# Nostalgia by Carlo Domeniconi



## minguitar (Apr 23, 2020)

Carlo Domeniconi is an Italian guitarist and composer. Although his compositions include a wide variety of genres and instrumentation choices, he is best known for his works for solo guitar, and particularly the Koyunbaba suite. Domeniconi's style is characterized by his adoption of multicultural influences, including Turkish, Indian, Arabic music, as well as Latin American, Spanish, English, jazz and blues. 
The piece is selected as a study for RCM (The Royal Conservatory of Music) Classical Guitar Level 2 Examination.


----------



## KapnKrunch (Jul 13, 2016)

What a nice lttle piece! Different too. Thanks.


----------



## minguitar (Apr 23, 2020)

thanks KapnKrunch, there are lots of easy and beautiful little pieces in RCM entry level books


----------



## KapnKrunch (Jul 13, 2016)

minguitar said:


> thanks KapnKrunch, there are lots of easy and beautiful little pieces in RCM entry level books


I didn't want to say it looked easy, but now you have encouraged me to check it out. Do you think they could be performed on a steel string?

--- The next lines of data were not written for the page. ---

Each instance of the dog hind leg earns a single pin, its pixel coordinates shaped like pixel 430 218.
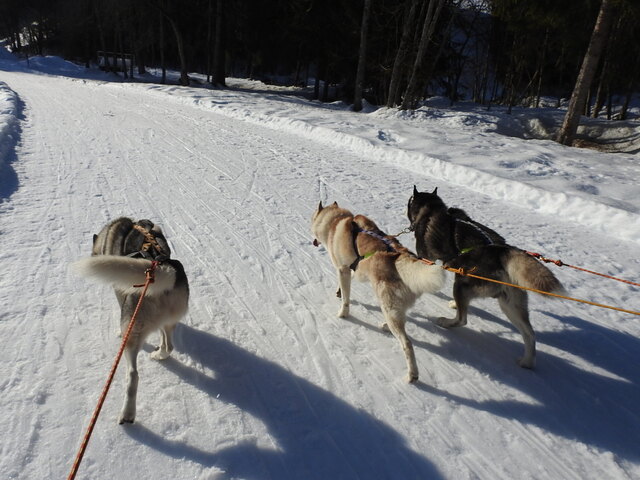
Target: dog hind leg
pixel 128 412
pixel 394 305
pixel 513 303
pixel 462 294
pixel 166 343
pixel 344 279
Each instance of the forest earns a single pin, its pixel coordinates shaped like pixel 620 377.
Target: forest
pixel 386 52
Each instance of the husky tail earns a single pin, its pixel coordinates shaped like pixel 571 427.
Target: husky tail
pixel 526 271
pixel 125 272
pixel 418 276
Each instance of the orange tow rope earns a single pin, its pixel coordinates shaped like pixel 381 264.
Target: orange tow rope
pixel 76 464
pixel 462 271
pixel 560 263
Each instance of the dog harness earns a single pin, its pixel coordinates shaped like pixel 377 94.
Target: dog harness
pixel 489 240
pixel 355 230
pixel 150 249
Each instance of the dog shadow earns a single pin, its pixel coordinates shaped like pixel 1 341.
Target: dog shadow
pixel 597 408
pixel 318 434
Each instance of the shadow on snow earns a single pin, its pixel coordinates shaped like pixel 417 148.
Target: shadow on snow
pixel 318 435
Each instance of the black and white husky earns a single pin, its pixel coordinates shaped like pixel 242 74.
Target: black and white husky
pixel 397 277
pixel 448 234
pixel 121 254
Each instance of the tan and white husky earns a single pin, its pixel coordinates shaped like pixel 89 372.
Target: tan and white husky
pixel 122 252
pixel 398 278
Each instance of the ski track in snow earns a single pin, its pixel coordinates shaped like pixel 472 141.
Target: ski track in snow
pixel 266 382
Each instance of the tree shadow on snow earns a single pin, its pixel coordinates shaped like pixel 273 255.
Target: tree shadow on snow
pixel 318 435
pixel 597 407
pixel 8 177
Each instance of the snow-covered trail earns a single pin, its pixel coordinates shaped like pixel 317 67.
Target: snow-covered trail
pixel 267 383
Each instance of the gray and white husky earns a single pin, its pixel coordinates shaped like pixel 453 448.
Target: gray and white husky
pixel 448 234
pixel 398 278
pixel 121 254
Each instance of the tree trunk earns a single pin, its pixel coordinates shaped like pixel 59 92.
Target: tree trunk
pixel 430 20
pixel 362 57
pixel 599 38
pixel 401 54
pixel 218 77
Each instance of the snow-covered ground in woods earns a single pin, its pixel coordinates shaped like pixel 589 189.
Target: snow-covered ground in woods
pixel 266 383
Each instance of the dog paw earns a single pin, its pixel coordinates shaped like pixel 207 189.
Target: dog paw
pixel 122 419
pixel 529 363
pixel 449 322
pixel 159 354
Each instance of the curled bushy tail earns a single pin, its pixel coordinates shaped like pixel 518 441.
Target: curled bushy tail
pixel 418 276
pixel 526 271
pixel 125 272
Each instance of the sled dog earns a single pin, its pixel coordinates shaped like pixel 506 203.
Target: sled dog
pixel 448 234
pixel 122 252
pixel 398 278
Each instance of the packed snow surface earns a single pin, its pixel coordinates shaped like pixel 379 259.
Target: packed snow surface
pixel 266 382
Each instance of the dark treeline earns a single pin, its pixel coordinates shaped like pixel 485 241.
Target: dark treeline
pixel 512 52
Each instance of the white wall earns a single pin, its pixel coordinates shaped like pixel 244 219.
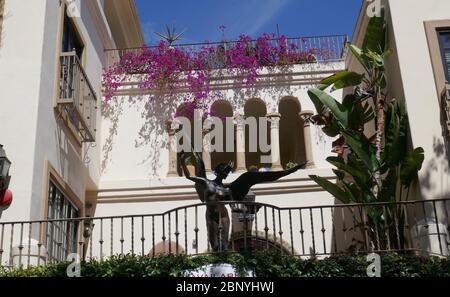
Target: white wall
pixel 30 130
pixel 420 90
pixel 20 71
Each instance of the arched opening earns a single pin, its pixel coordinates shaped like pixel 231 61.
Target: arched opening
pixel 259 242
pixel 223 109
pixel 255 108
pixel 165 248
pixel 292 140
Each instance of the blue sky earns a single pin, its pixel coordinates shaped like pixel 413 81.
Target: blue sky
pixel 201 18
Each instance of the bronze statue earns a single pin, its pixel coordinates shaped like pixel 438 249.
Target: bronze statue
pixel 211 191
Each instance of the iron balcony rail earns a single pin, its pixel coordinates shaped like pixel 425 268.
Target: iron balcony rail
pixel 312 231
pixel 333 48
pixel 77 98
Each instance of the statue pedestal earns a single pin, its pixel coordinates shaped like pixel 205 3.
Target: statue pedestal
pixel 242 218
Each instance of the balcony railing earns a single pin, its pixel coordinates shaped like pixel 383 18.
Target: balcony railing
pixel 77 98
pixel 332 48
pixel 414 226
pixel 445 106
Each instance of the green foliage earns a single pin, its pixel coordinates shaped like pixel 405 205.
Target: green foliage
pixel 266 264
pixel 253 168
pixel 372 170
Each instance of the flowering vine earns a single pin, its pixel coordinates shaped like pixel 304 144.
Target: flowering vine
pixel 172 70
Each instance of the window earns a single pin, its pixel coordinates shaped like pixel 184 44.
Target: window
pixel 444 41
pixel 2 8
pixel 70 38
pixel 61 237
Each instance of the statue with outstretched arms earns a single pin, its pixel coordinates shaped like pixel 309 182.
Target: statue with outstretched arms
pixel 211 191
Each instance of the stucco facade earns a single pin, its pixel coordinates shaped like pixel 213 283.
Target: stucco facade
pixel 129 169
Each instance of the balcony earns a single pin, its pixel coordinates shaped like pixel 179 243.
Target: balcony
pixel 419 227
pixel 332 49
pixel 77 100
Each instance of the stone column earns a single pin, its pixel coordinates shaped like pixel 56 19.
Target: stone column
pixel 306 117
pixel 240 143
pixel 274 120
pixel 206 150
pixel 171 128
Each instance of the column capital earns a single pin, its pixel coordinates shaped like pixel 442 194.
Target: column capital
pixel 274 120
pixel 306 116
pixel 273 116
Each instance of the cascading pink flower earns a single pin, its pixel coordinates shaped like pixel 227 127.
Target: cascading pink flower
pixel 173 68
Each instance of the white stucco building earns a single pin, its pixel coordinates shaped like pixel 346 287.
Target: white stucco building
pixel 74 156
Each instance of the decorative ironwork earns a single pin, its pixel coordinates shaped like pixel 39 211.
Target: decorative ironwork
pixel 312 231
pixel 77 98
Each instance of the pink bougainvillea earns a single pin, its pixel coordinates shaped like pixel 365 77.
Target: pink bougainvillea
pixel 173 70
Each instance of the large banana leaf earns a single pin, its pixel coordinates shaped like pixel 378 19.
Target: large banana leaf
pixel 361 177
pixel 321 98
pixel 395 135
pixel 411 165
pixel 332 188
pixel 365 150
pixel 389 187
pixel 360 56
pixel 341 79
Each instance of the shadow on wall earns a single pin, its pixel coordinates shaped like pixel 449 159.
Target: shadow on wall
pixel 156 111
pixel 439 164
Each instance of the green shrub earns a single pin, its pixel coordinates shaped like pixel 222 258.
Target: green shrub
pixel 265 264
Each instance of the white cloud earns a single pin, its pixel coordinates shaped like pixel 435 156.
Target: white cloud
pixel 264 13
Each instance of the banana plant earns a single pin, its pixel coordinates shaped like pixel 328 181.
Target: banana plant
pixel 171 37
pixel 377 168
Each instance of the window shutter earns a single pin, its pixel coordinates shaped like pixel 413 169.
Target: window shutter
pixel 447 60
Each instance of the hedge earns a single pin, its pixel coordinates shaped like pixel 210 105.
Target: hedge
pixel 265 265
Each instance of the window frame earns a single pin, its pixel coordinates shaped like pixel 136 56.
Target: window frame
pixel 432 29
pixel 52 175
pixel 61 237
pixel 445 64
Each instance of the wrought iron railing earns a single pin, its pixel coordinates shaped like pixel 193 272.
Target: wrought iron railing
pixel 331 48
pixel 311 231
pixel 77 98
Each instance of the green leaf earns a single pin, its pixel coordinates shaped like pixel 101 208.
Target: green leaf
pixel 340 80
pixel 332 128
pixel 338 110
pixel 389 187
pixel 362 148
pixel 411 165
pixel 360 176
pixel 331 188
pixel 395 134
pixel 360 56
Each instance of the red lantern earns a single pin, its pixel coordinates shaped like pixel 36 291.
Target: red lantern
pixel 5 197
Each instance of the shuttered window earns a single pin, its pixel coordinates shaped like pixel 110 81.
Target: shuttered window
pixel 444 40
pixel 2 9
pixel 61 235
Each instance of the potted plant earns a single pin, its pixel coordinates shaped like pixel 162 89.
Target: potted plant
pixel 290 165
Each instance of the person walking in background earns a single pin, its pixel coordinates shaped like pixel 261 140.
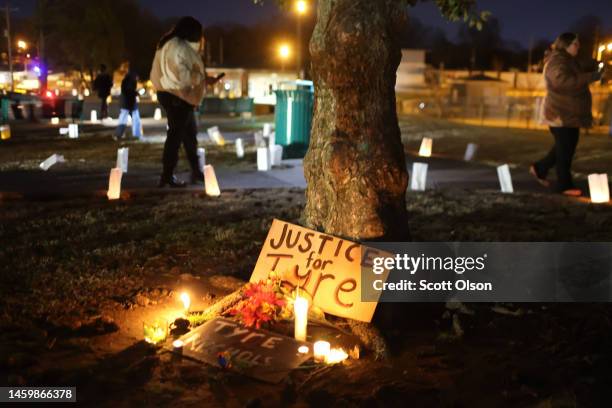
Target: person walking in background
pixel 567 108
pixel 102 85
pixel 129 106
pixel 180 79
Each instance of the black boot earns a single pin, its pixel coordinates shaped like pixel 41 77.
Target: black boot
pixel 171 181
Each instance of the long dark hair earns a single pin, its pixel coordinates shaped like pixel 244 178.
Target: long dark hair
pixel 187 28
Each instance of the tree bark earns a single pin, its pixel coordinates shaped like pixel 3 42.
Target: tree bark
pixel 355 166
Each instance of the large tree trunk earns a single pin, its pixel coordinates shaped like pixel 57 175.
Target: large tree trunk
pixel 355 166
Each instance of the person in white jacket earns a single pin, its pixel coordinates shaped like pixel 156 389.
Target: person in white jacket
pixel 179 77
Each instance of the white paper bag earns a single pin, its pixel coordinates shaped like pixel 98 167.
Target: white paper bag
pixel 201 158
pixel 122 158
pixel 263 159
pixel 418 178
pixel 505 179
pixel 114 184
pixel 276 155
pixel 239 148
pixel 470 151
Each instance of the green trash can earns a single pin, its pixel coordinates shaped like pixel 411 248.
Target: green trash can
pixel 293 117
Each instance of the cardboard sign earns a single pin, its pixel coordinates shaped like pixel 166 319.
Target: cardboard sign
pixel 325 267
pixel 257 353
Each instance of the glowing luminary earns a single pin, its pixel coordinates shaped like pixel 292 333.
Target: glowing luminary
pixel 418 178
pixel 505 179
pixel 239 148
pixel 425 150
pixel 122 158
pixel 470 151
pixel 210 181
pixel 276 155
pixel 73 131
pixel 202 157
pixel 114 184
pixel 335 356
pixel 263 159
pixel 186 300
pixel 215 136
pixel 5 132
pixel 321 350
pixel 51 160
pixel 598 186
pixel 155 333
pixel 157 114
pixel 300 312
pixel 267 129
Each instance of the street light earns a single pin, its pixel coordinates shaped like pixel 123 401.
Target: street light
pixel 301 7
pixel 284 52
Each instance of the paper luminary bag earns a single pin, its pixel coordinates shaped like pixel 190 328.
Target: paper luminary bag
pixel 157 115
pixel 505 179
pixel 215 136
pixel 114 184
pixel 211 184
pixel 598 187
pixel 263 159
pixel 326 268
pixel 267 129
pixel 201 158
pixel 426 145
pixel 470 151
pixel 418 178
pixel 122 158
pixel 51 160
pixel 73 131
pixel 239 148
pixel 276 155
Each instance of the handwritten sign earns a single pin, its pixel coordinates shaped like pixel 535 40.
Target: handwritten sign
pixel 325 267
pixel 257 353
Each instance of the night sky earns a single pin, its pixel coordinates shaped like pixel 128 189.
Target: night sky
pixel 520 19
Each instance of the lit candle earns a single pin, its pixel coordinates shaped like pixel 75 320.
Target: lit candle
pixel 336 356
pixel 300 311
pixel 186 301
pixel 321 350
pixel 177 346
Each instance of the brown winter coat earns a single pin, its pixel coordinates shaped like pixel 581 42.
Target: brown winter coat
pixel 568 98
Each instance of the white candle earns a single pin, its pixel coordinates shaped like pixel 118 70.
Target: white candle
pixel 321 350
pixel 300 311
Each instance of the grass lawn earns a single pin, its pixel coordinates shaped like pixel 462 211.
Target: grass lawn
pixel 500 145
pixel 79 277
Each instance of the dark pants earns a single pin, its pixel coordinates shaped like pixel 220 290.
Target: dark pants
pixel 561 156
pixel 182 128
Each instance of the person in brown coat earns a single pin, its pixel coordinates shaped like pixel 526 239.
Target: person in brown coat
pixel 567 108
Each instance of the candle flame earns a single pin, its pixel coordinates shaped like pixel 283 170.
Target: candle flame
pixel 335 356
pixel 186 300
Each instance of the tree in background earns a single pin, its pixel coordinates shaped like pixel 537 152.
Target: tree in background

I don't own a classical.


----------



## KapnKrunch (Jul 13, 2016)

Is this the easiest one, Ming? 

Preparatory Guitar Repertoire and Etudes


----------



## minguitar (Apr 23, 2020)

KapnKrunch said:


> Is this the easiest one, Ming?
> 
> Preparatory Guitar Repertoire and Etudes


https://www.amazon.com/G5R02-Classi...d=1&keywords=RCM+guitar&qid=1591417010&sr=8-4 Level 2, not preparatory.


----------